As I am reading my way through the literature about threshold concepts and troublesome knowledge for
my next research project, I am reading this work through the lens of Jack Mezirow’s Transformative Learning framework. However, this does not seem to be what Jan Meyer and Ray Land (2005) are talking about, though there are certainly similarities between the two. More about this later.
Meyer and Land focus their threshold concepts and troublesome knowledge in a disciplinary-specific manner, where there seems to be support to suggest that common experiences related to a field of study present a threshold to fully entering into the conversations in the field itself. One example they give is hegemony, which is a threshold concept within cultural studies. Learners often struggle with this concept, though once the “get” it, their transformative, irreversible, and integrative experience will change their conceptual framework.

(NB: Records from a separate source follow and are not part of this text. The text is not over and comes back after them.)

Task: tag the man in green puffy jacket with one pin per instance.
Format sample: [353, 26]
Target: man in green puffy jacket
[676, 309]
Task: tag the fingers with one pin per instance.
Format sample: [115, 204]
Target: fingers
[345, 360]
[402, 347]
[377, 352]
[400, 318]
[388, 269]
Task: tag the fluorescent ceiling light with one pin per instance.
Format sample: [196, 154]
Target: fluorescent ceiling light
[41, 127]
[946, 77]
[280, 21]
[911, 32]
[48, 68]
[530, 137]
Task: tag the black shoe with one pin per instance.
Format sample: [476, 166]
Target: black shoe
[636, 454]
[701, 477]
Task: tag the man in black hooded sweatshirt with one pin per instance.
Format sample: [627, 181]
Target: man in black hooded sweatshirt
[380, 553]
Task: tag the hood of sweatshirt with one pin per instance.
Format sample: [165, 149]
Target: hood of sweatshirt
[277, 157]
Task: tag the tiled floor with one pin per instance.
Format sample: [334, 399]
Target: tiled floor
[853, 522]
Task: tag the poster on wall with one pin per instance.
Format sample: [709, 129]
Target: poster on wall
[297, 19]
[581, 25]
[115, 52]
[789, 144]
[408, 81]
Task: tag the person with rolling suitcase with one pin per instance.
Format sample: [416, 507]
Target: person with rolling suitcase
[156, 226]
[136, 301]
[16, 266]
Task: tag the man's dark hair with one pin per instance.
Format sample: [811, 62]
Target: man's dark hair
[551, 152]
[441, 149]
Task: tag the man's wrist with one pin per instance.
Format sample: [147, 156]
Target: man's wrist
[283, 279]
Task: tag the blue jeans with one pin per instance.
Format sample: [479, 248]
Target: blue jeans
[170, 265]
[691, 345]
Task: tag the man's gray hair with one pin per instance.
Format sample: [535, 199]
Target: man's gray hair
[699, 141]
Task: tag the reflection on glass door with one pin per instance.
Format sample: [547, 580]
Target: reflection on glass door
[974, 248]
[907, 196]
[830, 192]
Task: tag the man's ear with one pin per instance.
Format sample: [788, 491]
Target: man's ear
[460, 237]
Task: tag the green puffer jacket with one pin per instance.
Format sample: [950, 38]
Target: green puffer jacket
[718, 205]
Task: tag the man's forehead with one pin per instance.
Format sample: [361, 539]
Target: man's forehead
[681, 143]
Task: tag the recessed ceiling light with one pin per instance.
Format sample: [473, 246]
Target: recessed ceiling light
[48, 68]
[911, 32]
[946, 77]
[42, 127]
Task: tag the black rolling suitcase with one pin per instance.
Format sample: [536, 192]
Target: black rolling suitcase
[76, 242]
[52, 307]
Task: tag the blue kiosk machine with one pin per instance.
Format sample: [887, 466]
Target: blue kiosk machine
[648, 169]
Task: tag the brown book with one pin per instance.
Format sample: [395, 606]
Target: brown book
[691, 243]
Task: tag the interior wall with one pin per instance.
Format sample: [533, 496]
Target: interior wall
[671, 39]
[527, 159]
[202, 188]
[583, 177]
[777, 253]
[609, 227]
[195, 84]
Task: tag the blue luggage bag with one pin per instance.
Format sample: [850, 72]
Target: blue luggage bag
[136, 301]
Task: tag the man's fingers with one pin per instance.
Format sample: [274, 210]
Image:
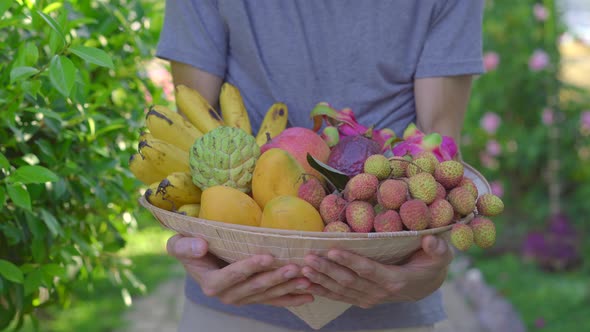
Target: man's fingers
[288, 287]
[219, 280]
[259, 284]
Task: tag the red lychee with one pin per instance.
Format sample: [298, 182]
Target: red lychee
[361, 187]
[360, 216]
[415, 214]
[388, 221]
[332, 208]
[392, 193]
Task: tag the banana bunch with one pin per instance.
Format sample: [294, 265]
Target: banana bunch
[162, 158]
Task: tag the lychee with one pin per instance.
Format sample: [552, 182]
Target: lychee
[332, 208]
[337, 226]
[392, 193]
[361, 187]
[388, 221]
[461, 200]
[468, 184]
[378, 165]
[441, 192]
[360, 216]
[441, 212]
[312, 191]
[399, 166]
[484, 232]
[422, 186]
[418, 165]
[489, 205]
[461, 236]
[449, 173]
[415, 214]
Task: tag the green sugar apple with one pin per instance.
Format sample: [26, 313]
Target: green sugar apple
[224, 156]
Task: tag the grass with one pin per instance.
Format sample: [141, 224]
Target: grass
[548, 302]
[103, 308]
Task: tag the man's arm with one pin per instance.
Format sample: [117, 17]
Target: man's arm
[207, 84]
[441, 103]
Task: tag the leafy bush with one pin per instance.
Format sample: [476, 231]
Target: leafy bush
[521, 130]
[72, 102]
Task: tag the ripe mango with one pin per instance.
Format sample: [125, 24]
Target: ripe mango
[276, 173]
[227, 204]
[293, 213]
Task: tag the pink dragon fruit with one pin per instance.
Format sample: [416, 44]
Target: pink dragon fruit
[415, 141]
[412, 142]
[347, 125]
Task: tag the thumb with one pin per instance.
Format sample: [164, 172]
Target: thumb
[184, 247]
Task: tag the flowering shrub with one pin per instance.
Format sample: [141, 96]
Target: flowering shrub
[520, 130]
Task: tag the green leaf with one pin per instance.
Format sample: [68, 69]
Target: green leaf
[24, 72]
[62, 74]
[19, 195]
[33, 281]
[53, 24]
[52, 6]
[332, 175]
[11, 272]
[31, 54]
[2, 196]
[32, 174]
[51, 222]
[4, 164]
[4, 5]
[93, 55]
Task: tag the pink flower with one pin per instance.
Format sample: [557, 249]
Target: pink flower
[547, 116]
[539, 60]
[497, 188]
[585, 120]
[491, 61]
[493, 148]
[490, 122]
[541, 13]
[488, 161]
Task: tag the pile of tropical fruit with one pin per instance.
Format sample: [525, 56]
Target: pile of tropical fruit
[338, 176]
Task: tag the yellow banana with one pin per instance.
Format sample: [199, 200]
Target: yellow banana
[143, 170]
[191, 210]
[153, 196]
[169, 126]
[180, 189]
[233, 109]
[145, 135]
[274, 122]
[164, 156]
[196, 108]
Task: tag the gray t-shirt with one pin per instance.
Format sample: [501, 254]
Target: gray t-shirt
[359, 54]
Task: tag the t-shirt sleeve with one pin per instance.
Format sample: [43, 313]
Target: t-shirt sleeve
[453, 45]
[194, 33]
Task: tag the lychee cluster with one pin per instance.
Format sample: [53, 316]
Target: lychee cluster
[408, 193]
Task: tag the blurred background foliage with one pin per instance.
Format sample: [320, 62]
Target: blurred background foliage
[77, 77]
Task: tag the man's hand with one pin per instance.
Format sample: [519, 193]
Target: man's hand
[347, 277]
[246, 281]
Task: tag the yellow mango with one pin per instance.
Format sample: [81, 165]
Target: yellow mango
[227, 204]
[276, 173]
[293, 213]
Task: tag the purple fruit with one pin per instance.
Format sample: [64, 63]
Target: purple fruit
[349, 155]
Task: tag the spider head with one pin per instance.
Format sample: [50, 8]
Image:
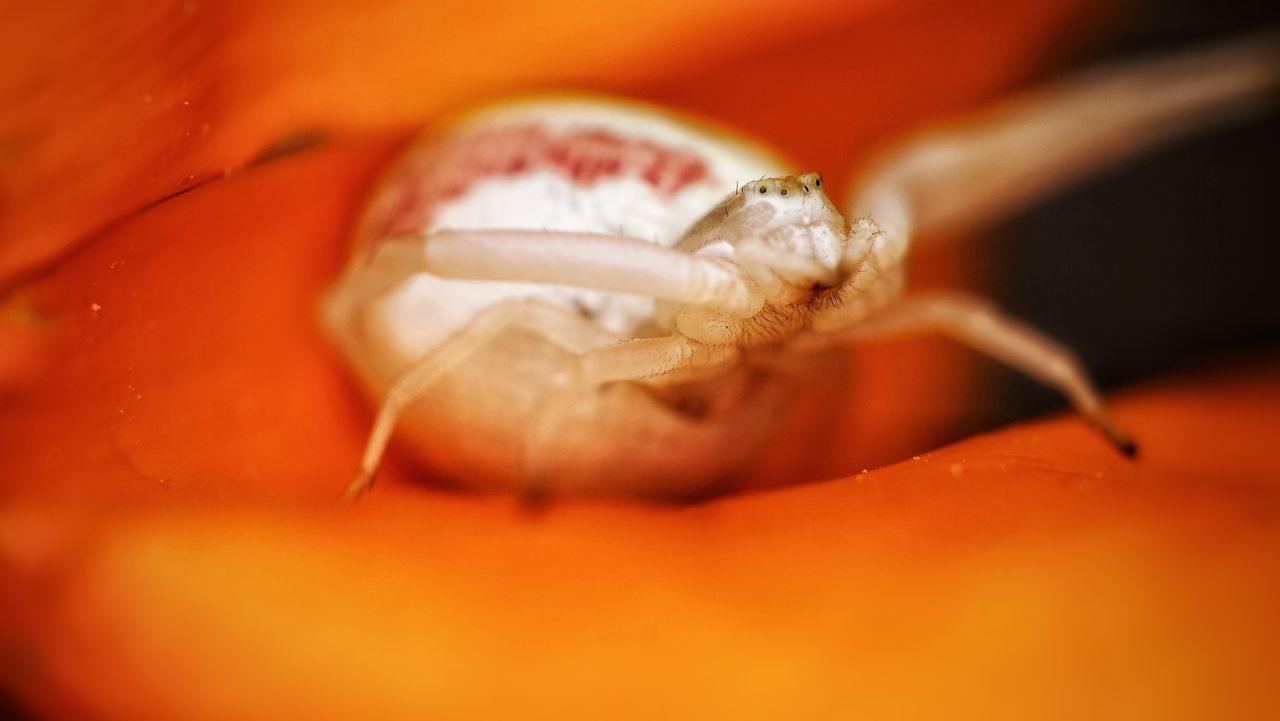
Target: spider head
[791, 197]
[799, 226]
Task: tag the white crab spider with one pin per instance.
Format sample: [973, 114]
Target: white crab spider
[534, 315]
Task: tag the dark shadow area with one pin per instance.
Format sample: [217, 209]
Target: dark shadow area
[1169, 261]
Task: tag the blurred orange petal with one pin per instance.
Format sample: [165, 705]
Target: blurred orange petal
[168, 542]
[1024, 574]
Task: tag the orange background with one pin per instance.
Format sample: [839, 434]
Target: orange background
[173, 430]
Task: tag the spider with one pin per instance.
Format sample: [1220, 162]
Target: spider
[540, 301]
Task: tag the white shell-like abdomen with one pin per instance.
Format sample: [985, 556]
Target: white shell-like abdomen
[549, 164]
[566, 164]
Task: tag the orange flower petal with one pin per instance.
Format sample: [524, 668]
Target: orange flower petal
[1029, 571]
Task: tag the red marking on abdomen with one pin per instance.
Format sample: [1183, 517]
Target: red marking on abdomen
[451, 167]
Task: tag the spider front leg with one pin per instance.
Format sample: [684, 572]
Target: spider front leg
[562, 329]
[585, 260]
[978, 325]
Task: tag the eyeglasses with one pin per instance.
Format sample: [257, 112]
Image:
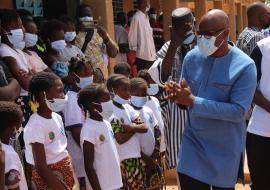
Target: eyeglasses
[209, 34]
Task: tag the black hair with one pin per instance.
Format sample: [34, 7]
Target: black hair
[41, 82]
[90, 94]
[98, 71]
[137, 82]
[80, 8]
[152, 11]
[25, 14]
[111, 80]
[77, 64]
[122, 68]
[67, 20]
[121, 18]
[50, 28]
[26, 21]
[9, 114]
[119, 80]
[7, 16]
[144, 75]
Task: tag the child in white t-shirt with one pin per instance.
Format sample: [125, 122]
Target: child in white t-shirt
[153, 104]
[126, 123]
[44, 135]
[102, 163]
[150, 142]
[11, 122]
[74, 116]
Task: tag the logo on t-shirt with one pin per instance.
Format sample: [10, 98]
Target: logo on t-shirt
[51, 135]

Now, I am still working my way through this, and have a lot more to read about it. However, why should these concepts live only within certain disciplines? Isn’t that a rather traditional way of looking at learning, only through the perspective of what fits within this or that field? For those of us who are transdisciplinary (especially within the world of the social sciences) and don’t want to live within a silo or in a box, it seems a bit limiting to hinge this framework within a specific discipline. My field is not cultural studies, though when I (as an educational researcher) finally “got” hegemony, I had that transformative, irreversible, and integrative re-framing of a worldview. The difference is I like to give attention to hegemony from the perspective of how people learn, rather than how they live and express themselves within a culture.
Thinking about this from another perspective, perhaps this related to how some people, such as Foucault, Baudrillard, Gramsci, and the like are used within several of the social sciences, as their works seem to transcend a single, narrow, area of human study and endeavor? Will have to play with this a bit more later as well.
I think there may be value in recognizing how some fields have these elements, while others have other ones. Nevertheless, I am uncomfortable in having a clearly definable list of these (though, to be fair, there are some concepts that fit better within some disciplines, but not as readily as others). Mezirow’s work is not discipline-specific at all, and certainly I have more reading to do to claim I really understand what Meyer and Land are proposing.
How have others struggled with the issue of threshold concepts and troublesome knowledge being discipline specific?